The primary persistence mechanism supported by the framework at this point is serialization to the local file system. To save a classifier to disk, select "Save As" from the classifier editor's "Classifier" menu. This opens the file dialog shown below. Select the directory to which you wish to save the file and enter a name for it. Click "OK" and the classifier is written to disk. To open the classifier, select "Open" from the launcher's "Classifier" menu and use the file dialog to locate and open your file.

The "Save To Database" menu item is a prototype for the RMI / JDBC based persistence mechanism developed for CSCI397c24 labs. See the link above for more information about the database persistence mechanism.

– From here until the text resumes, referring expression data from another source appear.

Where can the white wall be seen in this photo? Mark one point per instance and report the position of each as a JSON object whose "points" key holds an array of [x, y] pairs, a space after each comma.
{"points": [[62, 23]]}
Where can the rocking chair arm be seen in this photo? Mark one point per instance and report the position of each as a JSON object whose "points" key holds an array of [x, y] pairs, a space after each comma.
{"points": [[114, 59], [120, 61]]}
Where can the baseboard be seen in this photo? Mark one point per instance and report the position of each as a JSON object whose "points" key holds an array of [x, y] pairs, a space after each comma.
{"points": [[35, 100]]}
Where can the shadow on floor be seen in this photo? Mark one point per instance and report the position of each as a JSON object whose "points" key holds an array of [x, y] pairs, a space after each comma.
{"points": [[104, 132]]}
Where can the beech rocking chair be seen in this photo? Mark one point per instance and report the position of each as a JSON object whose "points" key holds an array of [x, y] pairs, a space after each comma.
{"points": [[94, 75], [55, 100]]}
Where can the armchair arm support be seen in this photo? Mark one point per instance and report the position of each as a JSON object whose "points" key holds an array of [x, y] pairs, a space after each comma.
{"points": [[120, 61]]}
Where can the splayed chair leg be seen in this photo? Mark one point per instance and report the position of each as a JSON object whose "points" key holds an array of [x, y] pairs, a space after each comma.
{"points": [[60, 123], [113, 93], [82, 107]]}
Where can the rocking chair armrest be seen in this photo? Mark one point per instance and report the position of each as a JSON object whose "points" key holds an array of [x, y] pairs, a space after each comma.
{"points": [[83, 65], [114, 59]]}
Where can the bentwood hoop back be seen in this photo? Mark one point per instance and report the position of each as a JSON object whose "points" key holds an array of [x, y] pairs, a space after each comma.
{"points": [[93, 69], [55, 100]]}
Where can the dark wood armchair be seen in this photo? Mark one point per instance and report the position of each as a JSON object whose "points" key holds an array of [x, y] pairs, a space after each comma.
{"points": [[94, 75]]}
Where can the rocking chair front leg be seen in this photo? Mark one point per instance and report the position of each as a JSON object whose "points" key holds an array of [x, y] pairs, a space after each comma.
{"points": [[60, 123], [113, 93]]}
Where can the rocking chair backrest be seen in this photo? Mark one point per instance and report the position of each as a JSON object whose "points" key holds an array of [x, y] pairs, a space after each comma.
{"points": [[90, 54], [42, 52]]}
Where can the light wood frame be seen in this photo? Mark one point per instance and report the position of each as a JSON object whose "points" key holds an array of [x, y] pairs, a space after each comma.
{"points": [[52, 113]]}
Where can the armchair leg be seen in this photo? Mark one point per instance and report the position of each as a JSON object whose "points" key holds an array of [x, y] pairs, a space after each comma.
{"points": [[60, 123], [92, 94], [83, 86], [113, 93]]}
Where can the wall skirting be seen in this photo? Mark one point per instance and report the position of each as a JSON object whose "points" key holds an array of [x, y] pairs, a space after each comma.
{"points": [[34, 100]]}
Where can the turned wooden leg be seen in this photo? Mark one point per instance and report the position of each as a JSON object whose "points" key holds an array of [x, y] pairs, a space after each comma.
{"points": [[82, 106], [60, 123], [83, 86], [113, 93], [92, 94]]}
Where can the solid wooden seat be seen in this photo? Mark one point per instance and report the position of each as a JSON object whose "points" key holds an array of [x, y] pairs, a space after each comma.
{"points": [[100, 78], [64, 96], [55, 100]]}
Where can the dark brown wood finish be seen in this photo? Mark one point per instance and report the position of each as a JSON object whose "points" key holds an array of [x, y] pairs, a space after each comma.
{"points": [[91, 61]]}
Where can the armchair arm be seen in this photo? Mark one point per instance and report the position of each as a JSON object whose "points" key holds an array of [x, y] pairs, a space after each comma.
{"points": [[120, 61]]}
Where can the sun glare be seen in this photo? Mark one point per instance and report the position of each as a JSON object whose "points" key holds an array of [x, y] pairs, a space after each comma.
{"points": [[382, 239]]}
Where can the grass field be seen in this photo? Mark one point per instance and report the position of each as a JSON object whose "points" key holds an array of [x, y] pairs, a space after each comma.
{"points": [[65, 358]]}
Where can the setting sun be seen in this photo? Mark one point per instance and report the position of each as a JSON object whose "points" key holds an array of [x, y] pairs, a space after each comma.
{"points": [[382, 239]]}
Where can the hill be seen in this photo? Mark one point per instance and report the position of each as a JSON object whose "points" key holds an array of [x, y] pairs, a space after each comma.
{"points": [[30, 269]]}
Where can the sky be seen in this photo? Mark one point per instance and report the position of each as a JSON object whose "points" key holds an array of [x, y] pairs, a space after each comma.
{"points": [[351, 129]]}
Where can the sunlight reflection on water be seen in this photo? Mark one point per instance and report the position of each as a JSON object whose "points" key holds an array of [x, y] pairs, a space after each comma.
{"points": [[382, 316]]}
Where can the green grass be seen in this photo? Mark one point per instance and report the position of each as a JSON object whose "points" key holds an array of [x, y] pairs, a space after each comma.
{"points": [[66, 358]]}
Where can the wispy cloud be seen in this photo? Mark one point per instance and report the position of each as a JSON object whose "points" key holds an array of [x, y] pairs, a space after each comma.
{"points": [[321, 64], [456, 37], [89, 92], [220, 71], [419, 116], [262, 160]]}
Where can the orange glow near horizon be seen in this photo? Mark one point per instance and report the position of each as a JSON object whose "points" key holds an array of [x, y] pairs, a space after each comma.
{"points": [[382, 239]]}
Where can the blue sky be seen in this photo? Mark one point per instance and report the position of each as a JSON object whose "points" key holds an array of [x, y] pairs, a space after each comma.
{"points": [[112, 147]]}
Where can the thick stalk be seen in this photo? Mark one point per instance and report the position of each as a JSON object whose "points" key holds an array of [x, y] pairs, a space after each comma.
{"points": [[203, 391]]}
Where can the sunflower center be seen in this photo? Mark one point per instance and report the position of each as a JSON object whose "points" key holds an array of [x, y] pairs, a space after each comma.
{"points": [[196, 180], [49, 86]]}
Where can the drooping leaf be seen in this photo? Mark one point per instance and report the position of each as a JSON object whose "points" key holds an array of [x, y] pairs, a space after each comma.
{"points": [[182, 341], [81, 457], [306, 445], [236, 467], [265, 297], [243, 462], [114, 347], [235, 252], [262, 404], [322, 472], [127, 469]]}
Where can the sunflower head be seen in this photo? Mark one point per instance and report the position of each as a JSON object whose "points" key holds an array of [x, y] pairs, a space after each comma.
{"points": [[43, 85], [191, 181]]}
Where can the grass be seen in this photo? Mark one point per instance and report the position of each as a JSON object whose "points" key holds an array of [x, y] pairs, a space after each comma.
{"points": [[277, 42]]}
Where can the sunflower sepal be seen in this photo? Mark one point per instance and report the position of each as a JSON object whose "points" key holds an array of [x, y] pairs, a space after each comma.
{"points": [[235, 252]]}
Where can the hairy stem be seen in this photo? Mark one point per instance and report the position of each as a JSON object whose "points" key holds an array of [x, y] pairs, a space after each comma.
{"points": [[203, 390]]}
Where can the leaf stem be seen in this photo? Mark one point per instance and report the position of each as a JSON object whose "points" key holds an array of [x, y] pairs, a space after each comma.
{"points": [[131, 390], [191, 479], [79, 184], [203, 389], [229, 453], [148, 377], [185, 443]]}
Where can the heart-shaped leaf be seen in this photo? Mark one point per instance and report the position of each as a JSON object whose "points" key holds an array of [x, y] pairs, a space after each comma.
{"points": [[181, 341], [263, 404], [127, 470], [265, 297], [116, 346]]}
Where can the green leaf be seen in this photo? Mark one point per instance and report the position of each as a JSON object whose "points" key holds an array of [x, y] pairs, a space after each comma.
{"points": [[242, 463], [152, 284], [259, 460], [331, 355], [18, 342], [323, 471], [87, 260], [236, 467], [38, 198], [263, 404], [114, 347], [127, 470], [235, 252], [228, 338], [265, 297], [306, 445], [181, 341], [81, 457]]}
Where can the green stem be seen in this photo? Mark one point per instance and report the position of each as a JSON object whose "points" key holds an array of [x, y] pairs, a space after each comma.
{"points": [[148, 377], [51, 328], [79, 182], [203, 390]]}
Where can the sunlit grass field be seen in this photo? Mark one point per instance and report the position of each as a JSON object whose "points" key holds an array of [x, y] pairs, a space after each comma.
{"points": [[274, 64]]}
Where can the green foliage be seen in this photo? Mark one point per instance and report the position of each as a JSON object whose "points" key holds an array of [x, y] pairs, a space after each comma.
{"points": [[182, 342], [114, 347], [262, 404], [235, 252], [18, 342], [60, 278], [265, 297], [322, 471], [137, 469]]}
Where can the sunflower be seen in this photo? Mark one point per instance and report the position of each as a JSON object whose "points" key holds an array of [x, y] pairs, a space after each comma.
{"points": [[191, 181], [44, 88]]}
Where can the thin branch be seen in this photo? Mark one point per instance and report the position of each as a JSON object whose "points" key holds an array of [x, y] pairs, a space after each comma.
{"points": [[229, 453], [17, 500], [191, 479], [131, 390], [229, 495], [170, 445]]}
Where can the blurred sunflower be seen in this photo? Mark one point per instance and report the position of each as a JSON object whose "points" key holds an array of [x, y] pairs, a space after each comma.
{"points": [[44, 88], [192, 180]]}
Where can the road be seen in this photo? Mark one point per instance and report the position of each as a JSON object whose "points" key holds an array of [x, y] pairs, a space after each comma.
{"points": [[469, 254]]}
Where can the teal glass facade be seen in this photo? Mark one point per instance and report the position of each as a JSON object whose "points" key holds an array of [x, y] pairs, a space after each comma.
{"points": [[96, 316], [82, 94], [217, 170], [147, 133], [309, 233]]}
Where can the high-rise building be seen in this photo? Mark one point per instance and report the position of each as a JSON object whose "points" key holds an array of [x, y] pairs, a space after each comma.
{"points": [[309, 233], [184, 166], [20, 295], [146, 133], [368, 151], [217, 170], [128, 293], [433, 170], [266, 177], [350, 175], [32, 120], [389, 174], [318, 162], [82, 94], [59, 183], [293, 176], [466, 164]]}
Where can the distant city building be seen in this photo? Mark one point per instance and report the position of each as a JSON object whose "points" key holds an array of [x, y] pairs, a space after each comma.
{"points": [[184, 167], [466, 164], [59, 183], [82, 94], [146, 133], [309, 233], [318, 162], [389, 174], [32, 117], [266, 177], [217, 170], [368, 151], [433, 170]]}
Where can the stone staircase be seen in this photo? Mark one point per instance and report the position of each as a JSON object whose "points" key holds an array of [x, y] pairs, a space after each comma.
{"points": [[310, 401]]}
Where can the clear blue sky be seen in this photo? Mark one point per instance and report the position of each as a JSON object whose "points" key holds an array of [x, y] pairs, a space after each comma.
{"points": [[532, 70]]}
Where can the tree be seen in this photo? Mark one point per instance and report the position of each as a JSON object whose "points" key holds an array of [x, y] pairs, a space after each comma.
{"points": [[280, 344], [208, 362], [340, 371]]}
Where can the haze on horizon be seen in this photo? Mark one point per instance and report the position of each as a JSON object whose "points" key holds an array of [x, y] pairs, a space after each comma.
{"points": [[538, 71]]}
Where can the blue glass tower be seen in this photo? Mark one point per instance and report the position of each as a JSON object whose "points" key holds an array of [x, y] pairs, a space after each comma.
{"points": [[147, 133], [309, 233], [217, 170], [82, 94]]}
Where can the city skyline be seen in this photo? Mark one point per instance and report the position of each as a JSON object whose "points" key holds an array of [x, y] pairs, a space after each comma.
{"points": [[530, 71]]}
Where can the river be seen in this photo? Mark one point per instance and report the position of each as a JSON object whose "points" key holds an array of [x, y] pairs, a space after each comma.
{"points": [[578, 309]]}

A case is the application of a classifier you've developed to a specific problem instance. To build a new case or edit an existing one select "New" or "Open", respectively, from the launcher's "Case" menu. To open an existing case, select and open the file containing the serialized case object using the file dialog that appears. In either case, a case editor like the one shown below opens. Use the editor's text fields to change the case's name or symptoms. In order to evaluate a case, you must associate a classifier with it. To do this, click the case editor's "Choose" button and select a serialized classifier object using the file dialog that appears. The name of the selected classifier appears in the field labeled "Classifier".

To evaluate a case using the specified classifier, select "Evaluate" from the case editor's "Case" menu. This performs the establish-refine operation on the classifier. As each specialist is invoked, it prompts the user for answers to its structured matcher's questions. This operation results in a collection of plausible hypotheses about the case. The results viewer, shown below, displays this collection of hypotheses. The list widget shows the name of each specialist that established along with its confidence value.

Abductive assembly returns the subset of plausible hypotheses that best explains the case. For more information on abduction, follow the links discussed above. To run the abductor, click the results viewer's "Run Abduction" button. This initiates the abductor based on the evaluation results. Behavior of the abduction process can be tuned using the limit menu-button, which limits hypothesis acceptance to certain minimum plausibility. The limits are listed in the order of lesser restrictiveness: confirmed, essential, clear best, weak best, and guessed. For example, if you choose "Essential", hypothesis acceptance will be limited to confirmed and essential hypotheses. Abduction results are displayed in an abduction results viewer, shown below. The viewer displays a textual description of the outcome of the abduction process.